This tutorial uses the test data assembly.fasta
, a small set of de novo transcriptome contigs, located in the test sub-directory of PlantTribes installation to show how to perform an analysis using the various pipelines of PlantTribes.
1). The following command will post processes assembly.fasta
using ESTScan coding regions prediction method with aid of Arabidopsis thaliana references matrices in strand specific mode, and removes similar (sub)sequences and sequences shorter than 200 bp.
PlantTribes/pipelines/AssemblyPostProcessor --transcripts assembly.fasta --prediction_method estscan --score_matrices /path/to/score/matrices//Arabidopsis_thaliana.smat --strand_specific --dereplicate --min_length 200
2).
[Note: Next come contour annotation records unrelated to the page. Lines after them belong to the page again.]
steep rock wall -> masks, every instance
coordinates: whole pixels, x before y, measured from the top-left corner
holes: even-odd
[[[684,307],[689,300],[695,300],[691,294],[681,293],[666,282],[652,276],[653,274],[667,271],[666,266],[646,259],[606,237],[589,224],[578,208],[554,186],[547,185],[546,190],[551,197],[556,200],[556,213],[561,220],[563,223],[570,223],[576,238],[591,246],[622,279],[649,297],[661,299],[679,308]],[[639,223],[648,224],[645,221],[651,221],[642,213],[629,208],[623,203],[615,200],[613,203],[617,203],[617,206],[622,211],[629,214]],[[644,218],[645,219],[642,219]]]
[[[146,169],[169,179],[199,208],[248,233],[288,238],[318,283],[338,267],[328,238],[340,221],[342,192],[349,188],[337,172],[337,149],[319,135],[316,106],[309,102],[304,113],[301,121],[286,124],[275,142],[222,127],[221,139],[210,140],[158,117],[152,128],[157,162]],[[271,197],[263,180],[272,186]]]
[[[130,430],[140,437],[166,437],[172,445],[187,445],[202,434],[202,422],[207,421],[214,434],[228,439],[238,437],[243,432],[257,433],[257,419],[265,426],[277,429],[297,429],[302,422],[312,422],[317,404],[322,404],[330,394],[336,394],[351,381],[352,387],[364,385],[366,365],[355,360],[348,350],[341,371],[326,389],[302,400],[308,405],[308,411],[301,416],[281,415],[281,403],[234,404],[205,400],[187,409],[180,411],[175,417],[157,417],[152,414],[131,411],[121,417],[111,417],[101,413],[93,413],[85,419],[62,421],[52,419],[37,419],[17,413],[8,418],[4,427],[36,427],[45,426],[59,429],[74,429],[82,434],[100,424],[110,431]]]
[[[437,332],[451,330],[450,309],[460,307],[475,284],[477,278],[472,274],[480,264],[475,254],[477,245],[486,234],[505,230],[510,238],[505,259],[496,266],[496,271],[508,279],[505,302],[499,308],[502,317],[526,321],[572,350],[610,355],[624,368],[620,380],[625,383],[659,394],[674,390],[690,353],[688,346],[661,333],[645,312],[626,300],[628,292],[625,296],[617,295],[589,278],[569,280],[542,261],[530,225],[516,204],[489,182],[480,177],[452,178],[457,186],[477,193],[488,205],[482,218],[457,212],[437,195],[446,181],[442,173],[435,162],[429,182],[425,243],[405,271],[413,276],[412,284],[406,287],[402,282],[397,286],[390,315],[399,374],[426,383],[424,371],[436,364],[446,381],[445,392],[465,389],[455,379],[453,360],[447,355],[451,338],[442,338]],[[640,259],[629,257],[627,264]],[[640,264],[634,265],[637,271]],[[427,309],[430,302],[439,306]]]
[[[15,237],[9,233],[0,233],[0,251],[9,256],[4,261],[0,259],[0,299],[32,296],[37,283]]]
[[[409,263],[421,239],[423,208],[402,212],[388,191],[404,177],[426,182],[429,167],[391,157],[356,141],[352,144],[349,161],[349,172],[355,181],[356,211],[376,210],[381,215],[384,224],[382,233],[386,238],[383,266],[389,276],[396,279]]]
The following command as in 1) above will post processes assembly.fasta
using TransDecoder coding regions prediction method in strand specific mode, and remove similar (sub)sequences and sequences shorter than 200 bp.
PlantTribes/pipelines/AssemblyPostProcessor --transcripts assembly.fasta --prediction_method transdecoder --strand_specific --dereplicate --min_length 200
Output:
assemblyPostProcessing_dir/transcripts.cds
assemblyPostProcessing_dir/transcripts.pep
assemblyPostProcessing_dir/transcripts.cleaned.cds
assemblyPostProcessing_dir/transcripts.cleaned.cds
assemblyPostProcessing_dir/transcripts.cleaned.nr.cds
assemblyPostProcessing_dir/transcripts.cleaned.nr.pep
3). Including the targeted gene family options to the commands in 1) and 2) attempt to reassemble fragmented contigs assigned to targeted gene families (orthogroups) listed in the targetOrthos.ids
file located in the test sub-directory of PlantTribes installation into contiguous transcripts whenever possible.
PlantTribes/pipelines/AssemblyPostProcessor --transcripts assembly.fasta --prediction_method transdecoder --gene_family_search targetOrthos.ids --scaffold 22Gv1.1 --method orthomcl --strand_specific --dereplicate --min_length 200 --num_threads 10
Output:
assemblyPostProcessing_dir/targeted_gene_family_assemblies/213.fasta
assemblyPostProcessing_dir/targeted_gene_family_assemblies/213.fna
assemblyPostProcessing_dir/targeted_gene_family_assemblies/213.faa
assemblyPostProcessing_dir/targeted_gene_family_assemblies.stats
1). Gene family classification of the post processed assembly.fasta
de novo transcripts using BLASTP as a classifier - faster.
PlantTribes/pipelines/GeneFamilyClassifier --proteins assemblyPostProcessing_dir/transcripts.cleaned.nr.pep --scaffold 22Gv1.1 --method orthomcl --classifier blastp --num_threads 10
Output:
geneFamilyClassification_dir/proteins.blastp.22Gv1.1
geneFamilyClassification_dir/proteins.blastp.22Gv1.1.bestOrthos
geneFamilyClassification_dir/proteins.blastp.22Gv1.1.bestOrthos.summary
2). Gene family classification of the post processed assembly.fasta
de novo transcripts using HMMScan as a classifier - slower but more sensitive to remote homologs.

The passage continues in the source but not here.